I moved again! Now living in Uppsala, working in Stockholm. The past few months have been pretty exciting and we just moved to a new flat, but things are settling down. I've had a little time to poke at my personal projects, although I'd always like more.

My recent obsession has been with managing state. For many things, I seem to be tending towards a pipeline approach:

(defn foo [state x y z]
  (let [{:keys [a b c]} state]
    (assoc state 
           :a (bar x a)
           :b (baz b z y)
           :c (inc c))))

(defn quux [state]
   (-> state
       (foo "x" [] 0)
       (foo "y" [:r :s] 42)))

(defn outer-loop [state] (recur (quux state))

And so on and so forth. Passing state around explicitly as maps, writing functions that take the current state as their first argument and return that state modified with assoc, dissoc, assoc-in, update-in, merge etc.
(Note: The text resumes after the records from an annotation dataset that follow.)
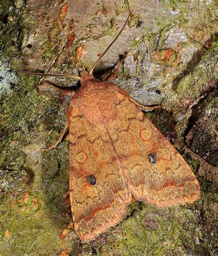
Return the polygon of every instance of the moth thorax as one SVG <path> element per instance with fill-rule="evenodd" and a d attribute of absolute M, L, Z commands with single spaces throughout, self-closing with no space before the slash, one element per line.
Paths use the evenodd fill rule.
<path fill-rule="evenodd" d="M 82 84 L 83 81 L 87 80 L 92 80 L 94 79 L 93 75 L 90 74 L 86 70 L 83 70 L 80 72 L 80 76 L 81 77 L 81 83 Z"/>

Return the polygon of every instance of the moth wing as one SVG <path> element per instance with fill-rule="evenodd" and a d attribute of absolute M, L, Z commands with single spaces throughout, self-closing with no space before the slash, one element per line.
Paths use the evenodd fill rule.
<path fill-rule="evenodd" d="M 108 134 L 91 126 L 76 107 L 69 118 L 69 143 L 73 221 L 81 239 L 88 240 L 121 221 L 132 195 Z"/>
<path fill-rule="evenodd" d="M 157 208 L 199 198 L 198 182 L 172 145 L 129 96 L 117 92 L 116 104 L 111 137 L 135 198 Z"/>

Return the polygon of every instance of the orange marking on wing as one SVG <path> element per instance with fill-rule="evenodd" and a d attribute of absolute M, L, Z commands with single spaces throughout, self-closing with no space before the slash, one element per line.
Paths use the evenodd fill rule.
<path fill-rule="evenodd" d="M 95 215 L 98 212 L 100 212 L 100 211 L 102 211 L 103 209 L 102 207 L 99 207 L 96 209 L 96 210 L 95 210 L 92 212 L 92 215 Z"/>
<path fill-rule="evenodd" d="M 88 156 L 84 151 L 80 151 L 76 155 L 76 161 L 80 164 L 85 163 L 88 159 Z"/>
<path fill-rule="evenodd" d="M 82 188 L 82 189 L 81 190 L 80 190 L 79 191 L 83 192 L 86 188 L 86 187 L 89 187 L 90 188 L 92 188 L 93 187 L 93 186 L 92 186 L 92 185 L 90 185 L 90 184 L 89 184 L 88 183 L 86 183 L 84 186 L 83 186 L 83 188 Z"/>

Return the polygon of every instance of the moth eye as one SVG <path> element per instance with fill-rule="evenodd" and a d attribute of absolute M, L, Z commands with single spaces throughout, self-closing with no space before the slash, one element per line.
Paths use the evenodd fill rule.
<path fill-rule="evenodd" d="M 149 153 L 148 155 L 149 157 L 149 160 L 150 161 L 150 163 L 152 165 L 155 164 L 157 162 L 158 159 L 157 155 L 151 153 Z"/>
<path fill-rule="evenodd" d="M 95 179 L 95 177 L 92 174 L 92 173 L 91 173 L 87 176 L 88 178 L 88 182 L 92 186 L 94 186 L 96 183 L 96 179 Z"/>

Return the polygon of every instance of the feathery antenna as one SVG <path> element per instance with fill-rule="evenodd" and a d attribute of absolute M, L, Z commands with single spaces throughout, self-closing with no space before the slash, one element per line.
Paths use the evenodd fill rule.
<path fill-rule="evenodd" d="M 17 71 L 19 71 L 22 72 L 22 73 L 24 73 L 25 74 L 29 74 L 29 75 L 34 75 L 35 76 L 42 76 L 45 77 L 73 77 L 79 80 L 81 80 L 81 77 L 76 77 L 75 76 L 73 76 L 73 75 L 66 75 L 65 74 L 48 74 L 46 73 L 35 73 L 34 72 L 29 72 L 29 71 L 24 71 L 22 69 L 19 69 L 19 68 L 15 68 L 15 67 L 12 67 L 10 66 L 7 66 L 6 67 L 8 67 L 9 68 L 11 68 L 14 70 L 17 70 Z"/>

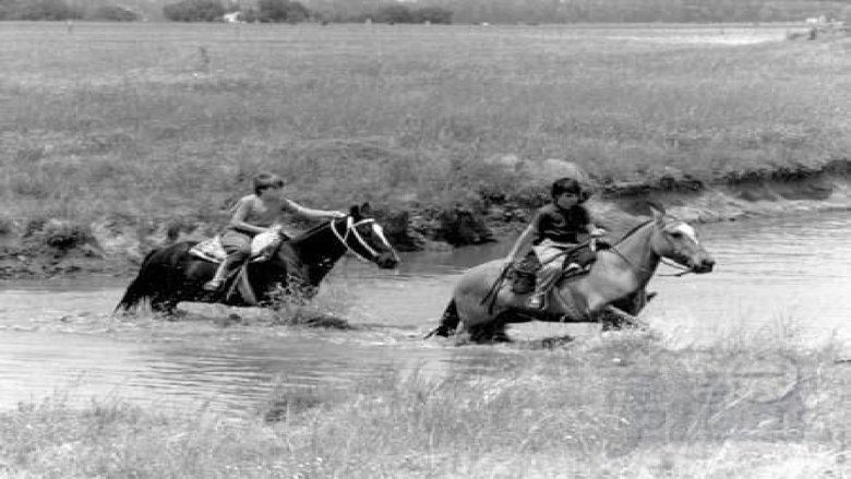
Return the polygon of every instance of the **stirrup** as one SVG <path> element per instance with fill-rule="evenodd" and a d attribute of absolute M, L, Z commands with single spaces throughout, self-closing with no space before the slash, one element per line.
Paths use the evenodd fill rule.
<path fill-rule="evenodd" d="M 205 291 L 215 292 L 215 291 L 220 290 L 221 286 L 224 284 L 225 284 L 225 282 L 221 280 L 221 279 L 219 279 L 219 280 L 211 279 L 211 280 L 204 283 L 204 285 L 201 287 L 201 289 L 203 289 Z"/>
<path fill-rule="evenodd" d="M 534 310 L 543 309 L 543 296 L 542 295 L 530 296 L 529 299 L 526 300 L 526 307 Z"/>

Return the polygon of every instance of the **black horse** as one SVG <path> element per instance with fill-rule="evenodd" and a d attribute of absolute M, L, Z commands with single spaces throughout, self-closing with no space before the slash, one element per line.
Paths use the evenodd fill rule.
<path fill-rule="evenodd" d="M 231 277 L 223 291 L 202 288 L 213 277 L 217 264 L 191 254 L 195 244 L 185 241 L 149 252 L 116 311 L 127 312 L 145 301 L 155 312 L 166 314 L 173 314 L 181 301 L 254 306 L 244 296 L 232 294 L 230 286 L 237 278 Z M 272 304 L 281 294 L 309 299 L 347 251 L 381 268 L 394 268 L 399 262 L 381 226 L 370 217 L 369 204 L 352 206 L 349 216 L 284 241 L 268 261 L 248 265 L 248 283 L 256 304 Z"/>

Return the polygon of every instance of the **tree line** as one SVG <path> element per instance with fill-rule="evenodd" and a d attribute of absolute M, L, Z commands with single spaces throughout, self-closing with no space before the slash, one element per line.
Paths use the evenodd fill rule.
<path fill-rule="evenodd" d="M 851 20 L 847 0 L 0 0 L 0 20 L 166 19 L 248 22 L 631 23 Z"/>

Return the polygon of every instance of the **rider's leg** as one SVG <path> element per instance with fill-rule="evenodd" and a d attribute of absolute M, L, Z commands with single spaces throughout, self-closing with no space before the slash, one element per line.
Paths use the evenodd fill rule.
<path fill-rule="evenodd" d="M 543 307 L 543 297 L 547 296 L 547 292 L 553 287 L 561 273 L 562 265 L 560 261 L 551 262 L 541 267 L 538 272 L 538 276 L 535 278 L 535 291 L 529 297 L 529 308 L 540 309 Z"/>
<path fill-rule="evenodd" d="M 228 230 L 221 236 L 221 247 L 228 255 L 218 265 L 213 279 L 204 284 L 203 288 L 207 291 L 220 289 L 225 279 L 249 259 L 251 255 L 251 237 L 239 231 Z"/>
<path fill-rule="evenodd" d="M 564 246 L 544 240 L 532 249 L 541 262 L 541 268 L 535 278 L 535 292 L 529 297 L 527 306 L 532 309 L 540 309 L 543 307 L 544 296 L 547 296 L 547 292 L 561 276 L 562 266 L 564 265 Z"/>

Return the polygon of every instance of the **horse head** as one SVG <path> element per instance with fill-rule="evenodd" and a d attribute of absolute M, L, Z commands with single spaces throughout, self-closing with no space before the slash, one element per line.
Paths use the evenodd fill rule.
<path fill-rule="evenodd" d="M 715 259 L 704 249 L 697 231 L 687 223 L 666 213 L 661 205 L 652 204 L 650 209 L 654 214 L 654 252 L 693 273 L 711 272 Z"/>
<path fill-rule="evenodd" d="M 384 270 L 399 264 L 399 256 L 372 217 L 369 203 L 351 206 L 348 216 L 331 223 L 331 230 L 348 251 L 365 262 Z"/>

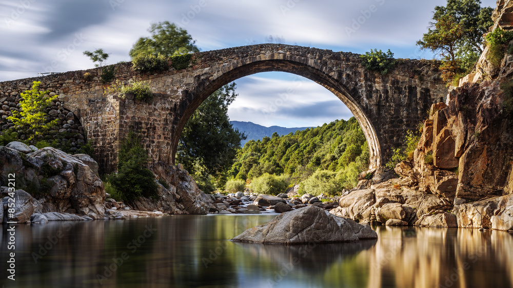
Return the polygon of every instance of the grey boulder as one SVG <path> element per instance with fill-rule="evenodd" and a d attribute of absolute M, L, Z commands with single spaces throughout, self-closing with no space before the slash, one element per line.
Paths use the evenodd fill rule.
<path fill-rule="evenodd" d="M 292 210 L 292 207 L 283 202 L 278 202 L 274 205 L 274 212 L 276 213 L 283 213 L 291 210 Z"/>
<path fill-rule="evenodd" d="M 377 233 L 368 225 L 361 225 L 311 205 L 282 213 L 268 223 L 246 230 L 232 240 L 291 245 L 377 238 Z"/>
<path fill-rule="evenodd" d="M 18 141 L 12 141 L 5 145 L 5 146 L 7 148 L 17 150 L 22 153 L 25 153 L 25 154 L 30 153 L 32 151 L 30 147 L 27 146 L 27 144 Z"/>
<path fill-rule="evenodd" d="M 259 195 L 258 197 L 253 202 L 253 205 L 260 205 L 261 206 L 267 207 L 272 205 L 275 205 L 278 202 L 285 202 L 283 198 L 272 196 L 271 195 Z"/>

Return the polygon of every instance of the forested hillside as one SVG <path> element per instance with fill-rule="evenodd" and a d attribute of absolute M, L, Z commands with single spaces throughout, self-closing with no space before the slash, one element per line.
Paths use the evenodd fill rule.
<path fill-rule="evenodd" d="M 251 140 L 239 150 L 228 171 L 234 180 L 254 182 L 281 175 L 290 184 L 312 194 L 334 194 L 358 183 L 368 166 L 369 150 L 354 117 L 283 136 L 274 134 Z M 268 175 L 269 174 L 269 175 Z"/>

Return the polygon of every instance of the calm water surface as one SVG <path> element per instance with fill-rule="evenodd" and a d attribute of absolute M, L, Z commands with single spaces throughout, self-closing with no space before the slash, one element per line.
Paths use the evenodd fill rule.
<path fill-rule="evenodd" d="M 513 235 L 375 229 L 379 239 L 282 246 L 228 240 L 274 215 L 174 215 L 15 228 L 10 287 L 513 287 Z"/>

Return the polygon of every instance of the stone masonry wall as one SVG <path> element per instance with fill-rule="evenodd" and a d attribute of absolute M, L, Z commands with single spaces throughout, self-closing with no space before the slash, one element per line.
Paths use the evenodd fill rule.
<path fill-rule="evenodd" d="M 172 163 L 182 130 L 198 106 L 223 85 L 256 73 L 295 74 L 333 92 L 362 126 L 373 166 L 384 165 L 406 131 L 447 94 L 438 71 L 425 61 L 400 59 L 396 69 L 381 75 L 365 70 L 357 54 L 270 44 L 200 52 L 193 58 L 186 69 L 170 66 L 153 73 L 134 71 L 129 62 L 114 65 L 115 80 L 149 81 L 154 96 L 149 103 L 107 95 L 112 83 L 102 82 L 102 68 L 2 82 L 0 93 L 15 96 L 32 81 L 42 81 L 82 124 L 103 172 L 115 170 L 120 141 L 130 129 L 144 136 L 154 161 Z M 84 79 L 86 73 L 91 80 Z"/>

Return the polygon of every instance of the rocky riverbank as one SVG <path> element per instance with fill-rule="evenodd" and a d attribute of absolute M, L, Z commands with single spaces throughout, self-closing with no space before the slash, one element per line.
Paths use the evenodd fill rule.
<path fill-rule="evenodd" d="M 158 196 L 140 197 L 130 207 L 107 196 L 98 176 L 98 164 L 89 156 L 70 155 L 52 147 L 38 149 L 11 142 L 0 146 L 3 204 L 0 205 L 3 215 L 0 222 L 120 219 L 218 211 L 210 197 L 198 187 L 181 165 L 158 162 L 152 168 L 159 187 Z M 14 206 L 9 206 L 9 203 L 14 203 Z M 8 208 L 13 209 L 13 213 Z"/>

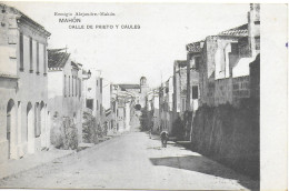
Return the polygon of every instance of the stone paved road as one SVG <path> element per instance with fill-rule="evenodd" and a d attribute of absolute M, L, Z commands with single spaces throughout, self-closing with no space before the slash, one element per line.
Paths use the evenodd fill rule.
<path fill-rule="evenodd" d="M 257 182 L 196 152 L 130 132 L 0 181 L 0 188 L 253 189 Z"/>

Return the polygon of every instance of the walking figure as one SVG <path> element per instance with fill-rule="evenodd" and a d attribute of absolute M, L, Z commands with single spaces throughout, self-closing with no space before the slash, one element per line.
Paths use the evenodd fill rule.
<path fill-rule="evenodd" d="M 160 139 L 161 139 L 161 147 L 167 148 L 167 142 L 169 140 L 169 133 L 167 131 L 161 131 Z"/>
<path fill-rule="evenodd" d="M 150 127 L 150 130 L 149 130 L 150 139 L 151 139 L 151 133 L 152 133 L 152 125 Z"/>

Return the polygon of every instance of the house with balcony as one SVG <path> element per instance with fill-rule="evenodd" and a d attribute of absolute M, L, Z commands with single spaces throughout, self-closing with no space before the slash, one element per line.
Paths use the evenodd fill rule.
<path fill-rule="evenodd" d="M 50 32 L 0 3 L 0 163 L 49 148 Z"/>

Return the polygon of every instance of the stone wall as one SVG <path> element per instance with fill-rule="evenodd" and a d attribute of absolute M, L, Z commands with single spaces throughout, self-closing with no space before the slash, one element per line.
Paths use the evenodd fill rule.
<path fill-rule="evenodd" d="M 202 107 L 192 125 L 191 149 L 259 179 L 259 104 Z"/>
<path fill-rule="evenodd" d="M 239 105 L 240 100 L 250 97 L 250 77 L 239 77 L 232 79 L 233 105 Z"/>

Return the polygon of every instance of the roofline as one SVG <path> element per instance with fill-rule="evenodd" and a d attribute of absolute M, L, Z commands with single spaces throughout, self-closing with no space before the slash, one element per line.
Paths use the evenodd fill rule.
<path fill-rule="evenodd" d="M 13 11 L 13 13 L 18 14 L 19 18 L 18 19 L 23 19 L 24 21 L 29 22 L 30 24 L 32 24 L 34 28 L 37 28 L 37 30 L 40 29 L 41 32 L 43 32 L 47 37 L 50 37 L 51 33 L 49 31 L 47 31 L 44 29 L 43 26 L 41 26 L 40 23 L 36 22 L 34 20 L 32 20 L 31 18 L 29 18 L 27 14 L 24 14 L 23 12 L 21 12 L 20 10 L 16 9 L 14 7 L 11 6 L 7 6 L 4 3 L 0 2 L 0 7 L 7 7 L 10 8 L 11 11 Z"/>

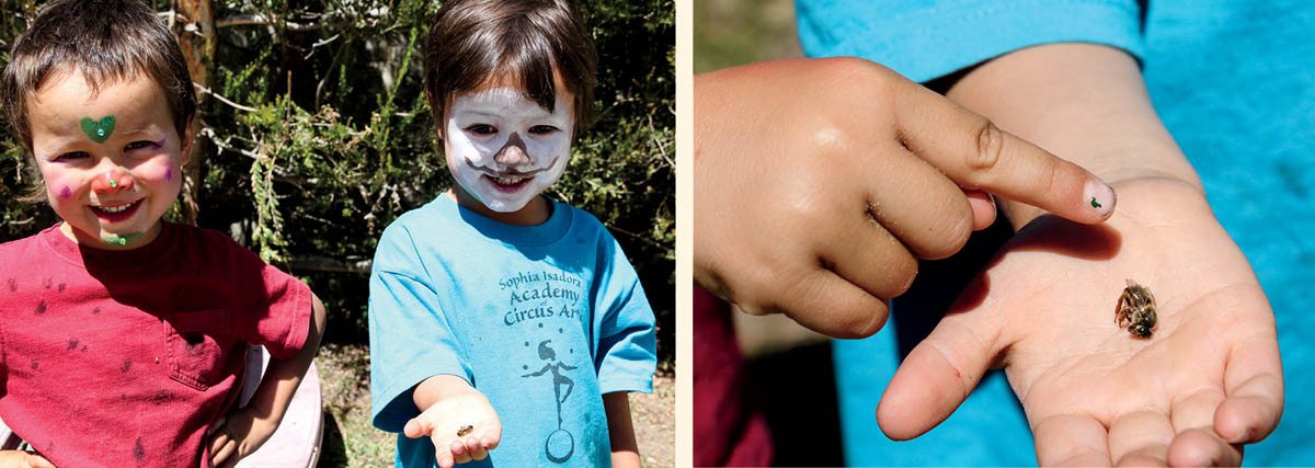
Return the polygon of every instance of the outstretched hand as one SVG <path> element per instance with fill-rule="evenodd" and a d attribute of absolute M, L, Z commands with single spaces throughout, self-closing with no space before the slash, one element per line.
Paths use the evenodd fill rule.
<path fill-rule="evenodd" d="M 834 337 L 886 321 L 918 258 L 989 226 L 986 192 L 1098 223 L 1090 172 L 877 63 L 757 63 L 694 78 L 694 280 Z"/>
<path fill-rule="evenodd" d="M 435 401 L 408 421 L 402 434 L 412 439 L 429 436 L 438 465 L 451 468 L 456 463 L 485 459 L 502 440 L 502 423 L 489 400 L 469 389 Z"/>
<path fill-rule="evenodd" d="M 1237 465 L 1278 425 L 1273 310 L 1190 185 L 1119 185 L 1099 226 L 1036 218 L 901 364 L 877 409 L 893 439 L 939 425 L 1003 367 L 1041 465 Z M 1151 338 L 1115 325 L 1132 279 L 1156 298 Z"/>

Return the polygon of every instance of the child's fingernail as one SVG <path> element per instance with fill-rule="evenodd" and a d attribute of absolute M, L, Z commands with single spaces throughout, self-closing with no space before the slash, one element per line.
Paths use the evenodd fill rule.
<path fill-rule="evenodd" d="M 1109 220 L 1114 214 L 1114 188 L 1099 180 L 1088 180 L 1082 191 L 1084 204 L 1094 210 L 1101 220 Z"/>

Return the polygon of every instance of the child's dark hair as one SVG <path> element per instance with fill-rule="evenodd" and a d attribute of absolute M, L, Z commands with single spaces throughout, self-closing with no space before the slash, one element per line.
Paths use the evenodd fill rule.
<path fill-rule="evenodd" d="M 82 72 L 92 89 L 134 74 L 150 76 L 164 89 L 180 137 L 196 114 L 183 51 L 155 11 L 138 0 L 57 0 L 14 41 L 0 93 L 29 152 L 28 100 L 59 72 Z"/>
<path fill-rule="evenodd" d="M 573 133 L 593 118 L 598 55 L 568 0 L 451 0 L 434 16 L 425 50 L 425 95 L 435 125 L 452 96 L 514 76 L 526 97 L 554 110 L 554 68 L 575 95 Z"/>

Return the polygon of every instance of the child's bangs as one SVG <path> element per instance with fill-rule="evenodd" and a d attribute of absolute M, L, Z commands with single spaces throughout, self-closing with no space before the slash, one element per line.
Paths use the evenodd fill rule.
<path fill-rule="evenodd" d="M 529 25 L 526 25 L 529 26 Z M 556 59 L 550 45 L 540 35 L 529 34 L 523 28 L 509 30 L 525 32 L 510 37 L 500 47 L 496 57 L 484 62 L 493 64 L 479 74 L 481 82 L 476 88 L 504 87 L 517 89 L 540 108 L 554 112 L 556 106 L 556 85 L 554 74 Z"/>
Honestly, I'm not sure that this approach is the best way to do what I want. I have spent a little time looking at Clojure's state monad, but I suspect this is overkill (and despite being simple in practice, the whys and wherefores of all monads ever continue to befuddle me). The piped-stateblob approach translates nicely into ClojureScript with WebGL too; this is another thing I have been investigating of late.

Other advantages include very quick inspection or serialisation of a system's state (pprint to the rescue), and a single obvious point to recurse around in a thread's main loop. The stateblobs can also be useful carriers for communicating between threads.

On the other hand there's nothing particularly elegant or nice about carrying around the entire world with you wherever you go. And it works well enough that I'm starting to feel it is my hammer with which to treat every problem as a nail.

Using stateblobs everwhere: an ugly turn-based for prototype graphical RL #734.